Em 2006, o disco ganhou o tradicional Mercury Prize por Melhor Álbum, e alguns anos depois ficou na posição 371 da lista de 500 Maiores Álbuns de Todos os Tempos da revista Rolling Stone. Em 2013, a revista também o colocou como o 30º maior álbum de estreia de todos os tempos, e a NME também o posicionou como 19º em sua lista de 500 maiores álbuns de todos os tempos.

Legado

Apesar de Turner hoje em dia admitir que sente um pouco de vergonha das letras mais antigas do Arctic Monkeys, é inegável que essa primeira onda de popularidade que veio com WPSIATWIN influenciou uma porção de jovens e inspirou uma geração de novos artistas – como Van McCann, do Catfish And The Bottlemen, e Jake Bugg. Inúmeras bandas cover surgiram ao redor do mundo e é quase impossível ir a uma balada indie sem ouvir pelo menos uma música dessa era.
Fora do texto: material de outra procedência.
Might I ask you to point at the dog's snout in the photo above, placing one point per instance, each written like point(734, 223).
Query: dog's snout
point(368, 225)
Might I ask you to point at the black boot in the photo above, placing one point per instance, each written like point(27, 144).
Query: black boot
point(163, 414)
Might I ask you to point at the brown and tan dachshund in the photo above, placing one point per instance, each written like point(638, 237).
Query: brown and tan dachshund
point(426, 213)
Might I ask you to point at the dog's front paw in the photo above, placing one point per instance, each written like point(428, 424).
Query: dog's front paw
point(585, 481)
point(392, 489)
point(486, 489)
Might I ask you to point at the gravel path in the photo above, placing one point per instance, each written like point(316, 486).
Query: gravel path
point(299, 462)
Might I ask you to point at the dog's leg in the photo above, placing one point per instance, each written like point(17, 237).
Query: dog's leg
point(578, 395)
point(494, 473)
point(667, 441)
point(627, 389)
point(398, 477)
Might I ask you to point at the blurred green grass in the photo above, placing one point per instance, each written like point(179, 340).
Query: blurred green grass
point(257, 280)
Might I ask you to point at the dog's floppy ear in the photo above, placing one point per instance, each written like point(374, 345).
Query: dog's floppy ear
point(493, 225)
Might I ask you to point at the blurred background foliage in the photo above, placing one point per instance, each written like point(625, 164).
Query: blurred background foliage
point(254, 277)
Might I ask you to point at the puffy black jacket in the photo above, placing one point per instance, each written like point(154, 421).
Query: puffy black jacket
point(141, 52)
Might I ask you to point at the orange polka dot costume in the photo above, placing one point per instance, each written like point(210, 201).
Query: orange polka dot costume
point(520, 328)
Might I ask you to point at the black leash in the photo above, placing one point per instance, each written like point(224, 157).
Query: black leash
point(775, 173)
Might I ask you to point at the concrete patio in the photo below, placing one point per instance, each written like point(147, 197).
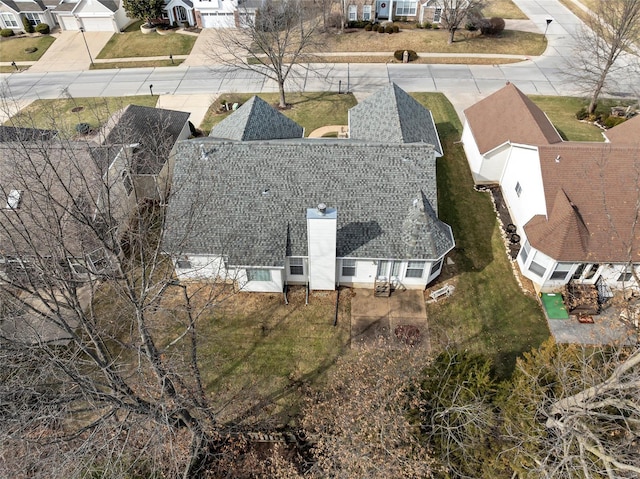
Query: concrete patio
point(392, 321)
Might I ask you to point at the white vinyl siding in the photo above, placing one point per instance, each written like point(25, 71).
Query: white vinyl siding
point(34, 18)
point(353, 13)
point(348, 268)
point(415, 269)
point(406, 8)
point(258, 275)
point(296, 266)
point(9, 20)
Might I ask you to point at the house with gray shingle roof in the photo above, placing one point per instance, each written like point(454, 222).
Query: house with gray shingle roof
point(93, 16)
point(392, 115)
point(35, 11)
point(256, 120)
point(574, 204)
point(322, 212)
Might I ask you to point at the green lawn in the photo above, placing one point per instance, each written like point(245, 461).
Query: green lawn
point(133, 43)
point(488, 313)
point(310, 110)
point(257, 351)
point(12, 49)
point(562, 113)
point(503, 9)
point(58, 114)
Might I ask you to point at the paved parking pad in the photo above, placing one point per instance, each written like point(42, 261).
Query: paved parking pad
point(391, 322)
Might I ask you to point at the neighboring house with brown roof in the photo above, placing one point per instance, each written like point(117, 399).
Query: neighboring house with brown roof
point(503, 124)
point(626, 132)
point(575, 204)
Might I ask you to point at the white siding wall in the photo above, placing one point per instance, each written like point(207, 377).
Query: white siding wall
point(523, 167)
point(276, 285)
point(367, 270)
point(494, 163)
point(321, 234)
point(473, 154)
point(202, 267)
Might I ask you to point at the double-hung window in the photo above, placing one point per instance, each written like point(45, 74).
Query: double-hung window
point(9, 20)
point(406, 8)
point(353, 13)
point(34, 18)
point(258, 275)
point(296, 266)
point(415, 269)
point(348, 267)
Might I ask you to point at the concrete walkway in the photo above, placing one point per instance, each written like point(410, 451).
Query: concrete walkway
point(69, 51)
point(382, 321)
point(196, 105)
point(322, 131)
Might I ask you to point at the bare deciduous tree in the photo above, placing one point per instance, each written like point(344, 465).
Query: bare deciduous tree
point(574, 412)
point(279, 37)
point(612, 29)
point(454, 12)
point(99, 343)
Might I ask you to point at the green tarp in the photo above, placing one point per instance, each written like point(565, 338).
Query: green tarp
point(554, 306)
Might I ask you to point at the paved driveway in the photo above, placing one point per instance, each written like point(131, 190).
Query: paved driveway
point(400, 318)
point(69, 51)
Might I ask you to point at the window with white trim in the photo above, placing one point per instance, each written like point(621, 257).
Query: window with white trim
point(415, 269)
point(406, 8)
point(183, 264)
point(353, 13)
point(436, 267)
point(437, 14)
point(348, 267)
point(561, 271)
point(296, 266)
point(258, 275)
point(536, 268)
point(524, 252)
point(9, 20)
point(14, 198)
point(626, 275)
point(126, 181)
point(34, 18)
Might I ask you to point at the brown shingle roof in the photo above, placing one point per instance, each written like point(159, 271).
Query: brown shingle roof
point(592, 192)
point(625, 133)
point(509, 115)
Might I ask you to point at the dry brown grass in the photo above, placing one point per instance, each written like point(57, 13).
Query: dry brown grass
point(425, 60)
point(509, 43)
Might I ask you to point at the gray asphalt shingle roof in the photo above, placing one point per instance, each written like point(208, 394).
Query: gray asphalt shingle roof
point(392, 115)
point(256, 120)
point(247, 201)
point(155, 129)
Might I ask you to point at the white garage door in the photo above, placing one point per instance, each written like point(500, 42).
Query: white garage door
point(98, 24)
point(218, 20)
point(69, 23)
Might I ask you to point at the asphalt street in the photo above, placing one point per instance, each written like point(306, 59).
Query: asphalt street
point(540, 75)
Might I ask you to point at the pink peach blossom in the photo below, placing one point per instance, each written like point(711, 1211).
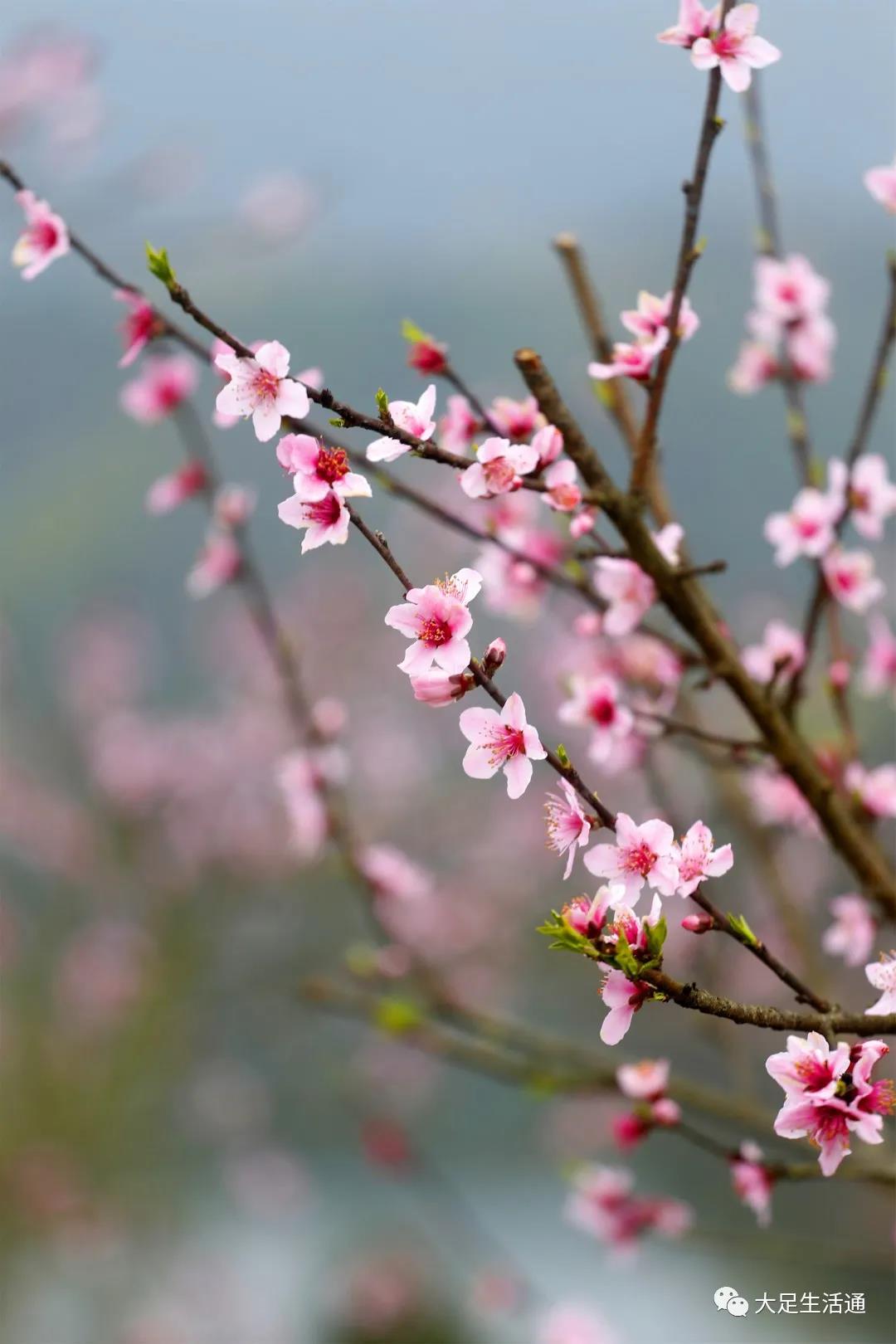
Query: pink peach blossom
point(164, 382)
point(499, 468)
point(640, 854)
point(261, 388)
point(438, 621)
point(568, 827)
point(316, 470)
point(139, 327)
point(782, 650)
point(501, 743)
point(852, 580)
point(881, 184)
point(853, 932)
point(414, 418)
point(698, 859)
point(45, 236)
point(735, 49)
point(327, 519)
A banda logo se tornou presença garantida em festivais, com destaque especial para o festival de Glastonbury na Inglaterra, e veio para o Brasil já em 2007 no TIM Festival no Rio de Janeiro, logo após o lançamento do segundo álbum, Favourite Worst Nightmare (no qual Andy Nicholson já havia sido substituído pelo baixista Nick O’Malley).

“I Bet You Look Good On The Dancefloor” chegou a ser interpretada pelo grupo na abertura das Olimpíadas de Londres em 2012 e é uma das poucas de WPSIATWIN que continua sendo presença garantida nos setlists de shows – com a aparição mais “recente” no álbum Live at the Royal Albert Hall, gravado em 2018 e lançado em 2020.

WPSIATWIN pode não ter toda a pompa de AM, ou toda a classe de Tranquility Base Hotel & Casino, mas trouxe à música uma eletricidade sincera que já mostrava que a banda estava destinada a alçar voos cada vez mais altos dali para frente, ganhando status merecido de clássico do indie rock.